Tarcísio anuncia mais 1,3 milhão de doses contra a dengue

Durante homenagem aos 125 anos do Instituto Butantan, governador também formaliza transferência de terreno para novo polo de inovação

O governador de São Paulo, Tarcísio de Freitas (Republicanos), anunciou nesta segunda-feira, 23, a transferência de um terreno de 46 mil metros quadrados, no bairro do Jaguaré, zona oeste da capital, para a expansão do Instituto Butantan. A área será destinada à implantação de um novo polo de inovação e desenvolvimento de imunobiológicos.

Durante a cerimônia que marcou os 125 anos do instituto, o governo paulista também confirmou R$ 1,38 bilhão em investimentos para ampliação do parque fabril voltado à produção de vacinas e imunobiológicos para combate a doenças como a dengue.

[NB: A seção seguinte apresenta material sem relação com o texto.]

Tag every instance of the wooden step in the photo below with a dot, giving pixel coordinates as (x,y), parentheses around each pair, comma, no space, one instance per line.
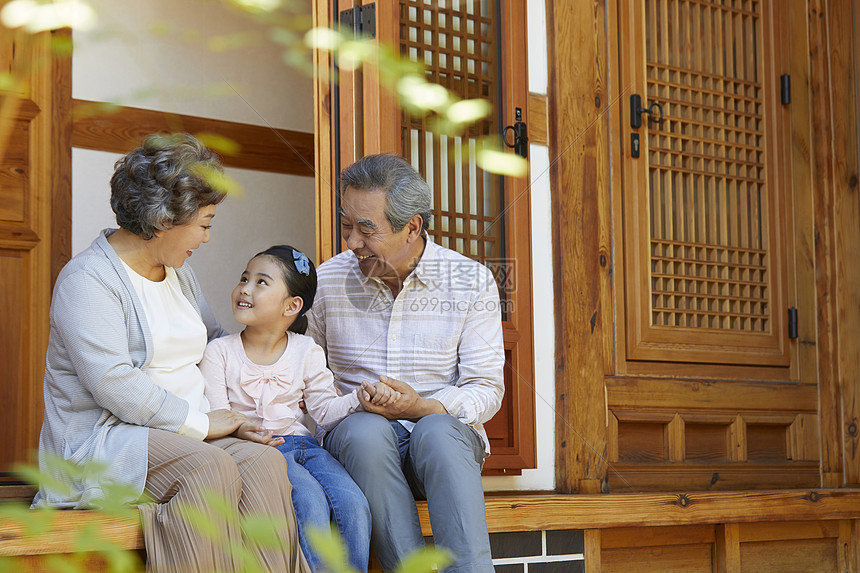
(509,513)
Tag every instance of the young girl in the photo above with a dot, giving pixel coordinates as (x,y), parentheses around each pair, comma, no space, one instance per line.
(266,370)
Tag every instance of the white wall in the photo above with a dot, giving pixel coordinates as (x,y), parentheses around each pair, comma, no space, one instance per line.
(543,325)
(158,55)
(124,62)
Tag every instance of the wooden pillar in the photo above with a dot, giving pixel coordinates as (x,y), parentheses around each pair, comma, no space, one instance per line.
(836,205)
(578,147)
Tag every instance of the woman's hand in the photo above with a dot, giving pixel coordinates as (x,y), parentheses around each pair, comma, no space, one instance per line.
(224,422)
(255,433)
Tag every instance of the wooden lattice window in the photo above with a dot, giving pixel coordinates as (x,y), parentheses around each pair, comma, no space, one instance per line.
(457,41)
(704,202)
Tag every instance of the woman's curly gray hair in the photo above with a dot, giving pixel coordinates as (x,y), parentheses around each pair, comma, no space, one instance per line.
(163,183)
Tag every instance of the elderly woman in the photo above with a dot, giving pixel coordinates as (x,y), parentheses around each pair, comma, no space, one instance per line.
(122,389)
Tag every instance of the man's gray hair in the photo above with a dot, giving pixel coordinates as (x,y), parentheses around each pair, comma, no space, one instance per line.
(406,191)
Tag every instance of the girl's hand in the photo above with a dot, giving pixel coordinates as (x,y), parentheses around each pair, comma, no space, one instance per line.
(380,394)
(224,422)
(255,433)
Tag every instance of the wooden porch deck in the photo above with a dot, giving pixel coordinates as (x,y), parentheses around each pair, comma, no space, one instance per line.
(675,513)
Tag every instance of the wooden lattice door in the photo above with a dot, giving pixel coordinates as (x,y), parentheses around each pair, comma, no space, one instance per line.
(705,202)
(476,49)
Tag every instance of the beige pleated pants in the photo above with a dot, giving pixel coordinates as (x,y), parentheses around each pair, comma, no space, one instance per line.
(251,477)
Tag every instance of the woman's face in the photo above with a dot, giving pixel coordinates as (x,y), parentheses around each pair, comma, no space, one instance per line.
(176,244)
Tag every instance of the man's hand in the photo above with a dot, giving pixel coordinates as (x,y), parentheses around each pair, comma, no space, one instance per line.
(408,406)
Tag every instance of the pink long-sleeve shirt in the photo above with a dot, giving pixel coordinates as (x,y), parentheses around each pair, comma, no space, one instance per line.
(270,394)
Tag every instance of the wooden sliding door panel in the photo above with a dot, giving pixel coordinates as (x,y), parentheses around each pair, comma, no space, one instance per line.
(705,201)
(32,247)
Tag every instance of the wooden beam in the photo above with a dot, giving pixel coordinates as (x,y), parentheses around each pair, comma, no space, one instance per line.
(506,513)
(61,175)
(102,127)
(734,395)
(525,513)
(846,205)
(537,119)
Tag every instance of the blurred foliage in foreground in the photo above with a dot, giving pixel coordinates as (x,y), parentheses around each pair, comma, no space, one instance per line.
(288,26)
(94,540)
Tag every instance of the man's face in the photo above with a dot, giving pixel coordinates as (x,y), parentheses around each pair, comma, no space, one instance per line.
(381,252)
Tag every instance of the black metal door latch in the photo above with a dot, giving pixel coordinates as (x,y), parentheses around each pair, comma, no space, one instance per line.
(520,144)
(654,111)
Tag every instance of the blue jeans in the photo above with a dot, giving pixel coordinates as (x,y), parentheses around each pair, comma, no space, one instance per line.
(440,461)
(323,493)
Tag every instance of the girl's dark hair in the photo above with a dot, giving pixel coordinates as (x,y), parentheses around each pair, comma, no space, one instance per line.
(298,284)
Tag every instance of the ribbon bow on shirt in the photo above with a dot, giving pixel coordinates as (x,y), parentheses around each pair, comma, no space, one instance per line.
(270,392)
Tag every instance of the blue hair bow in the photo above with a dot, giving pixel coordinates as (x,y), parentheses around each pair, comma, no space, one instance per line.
(301,261)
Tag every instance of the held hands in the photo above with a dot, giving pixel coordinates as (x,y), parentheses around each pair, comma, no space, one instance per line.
(255,433)
(227,422)
(402,403)
(380,394)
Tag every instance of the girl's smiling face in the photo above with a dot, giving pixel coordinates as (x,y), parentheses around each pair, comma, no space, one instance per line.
(261,297)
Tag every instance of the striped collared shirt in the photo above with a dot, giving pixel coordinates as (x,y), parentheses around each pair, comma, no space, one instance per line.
(442,334)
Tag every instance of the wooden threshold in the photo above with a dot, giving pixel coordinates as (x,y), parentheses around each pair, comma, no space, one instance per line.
(103,127)
(509,513)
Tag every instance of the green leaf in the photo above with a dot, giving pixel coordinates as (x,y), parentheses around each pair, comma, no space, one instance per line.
(416,92)
(323,39)
(423,560)
(64,564)
(217,179)
(219,143)
(257,6)
(507,164)
(33,522)
(264,530)
(201,521)
(468,110)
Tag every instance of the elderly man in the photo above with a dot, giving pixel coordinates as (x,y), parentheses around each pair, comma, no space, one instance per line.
(426,321)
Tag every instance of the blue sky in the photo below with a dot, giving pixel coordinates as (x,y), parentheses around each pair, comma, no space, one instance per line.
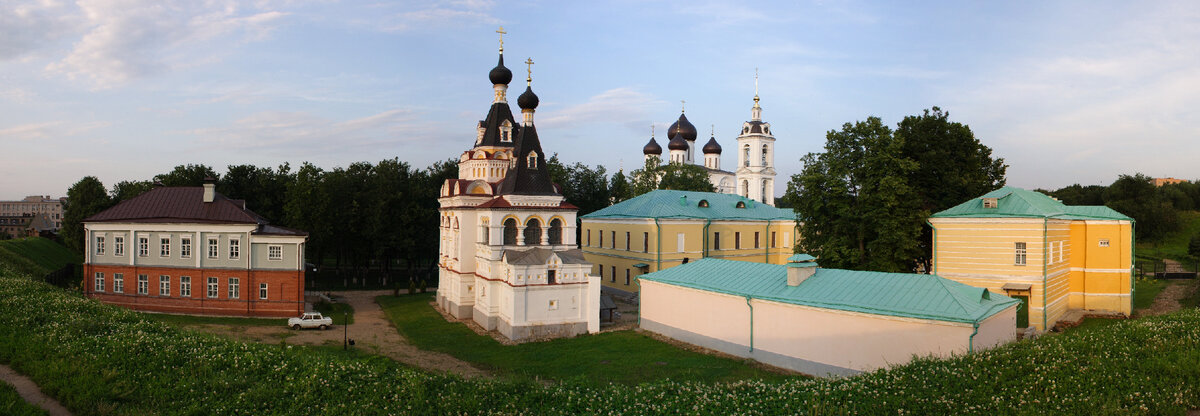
(1066,92)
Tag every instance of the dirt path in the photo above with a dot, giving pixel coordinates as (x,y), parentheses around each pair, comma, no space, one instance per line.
(371,331)
(29,391)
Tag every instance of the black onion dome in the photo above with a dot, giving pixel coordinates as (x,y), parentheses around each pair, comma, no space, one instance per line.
(652,148)
(527,101)
(677,143)
(712,146)
(683,127)
(501,74)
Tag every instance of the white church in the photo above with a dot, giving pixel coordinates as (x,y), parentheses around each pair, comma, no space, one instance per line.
(755,175)
(508,258)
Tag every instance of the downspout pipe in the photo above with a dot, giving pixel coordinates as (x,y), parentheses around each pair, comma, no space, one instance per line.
(751,323)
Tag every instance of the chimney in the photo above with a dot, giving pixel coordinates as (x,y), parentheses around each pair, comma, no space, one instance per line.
(801,267)
(210,188)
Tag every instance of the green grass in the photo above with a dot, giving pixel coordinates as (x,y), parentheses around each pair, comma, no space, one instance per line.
(621,356)
(334,311)
(36,255)
(11,404)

Tarcísio: expansão estratégica

O terreno transferido fica próximo à sede do Butantan e à Universidade de São Paulo (USP). Segundo o governo estadual, o espaço permitirá ampliar as atividades de inovação, consolidando o papel do instituto como um dos principais polos científicos da América Latina.

Os projetos para construção do novo complexo já estão em desenvolvimento. A proposta é fortalecer parcerias acadêmicas e industriais, além de ampliar a capacidade produtiva em saúde pública. O secretário estadual da Saúde, Eleuses Paiva, afirmou que a nova estrutura deverá posicionar São Paulo como referência nacional em ciência e biotecnologia aplicada à saúde.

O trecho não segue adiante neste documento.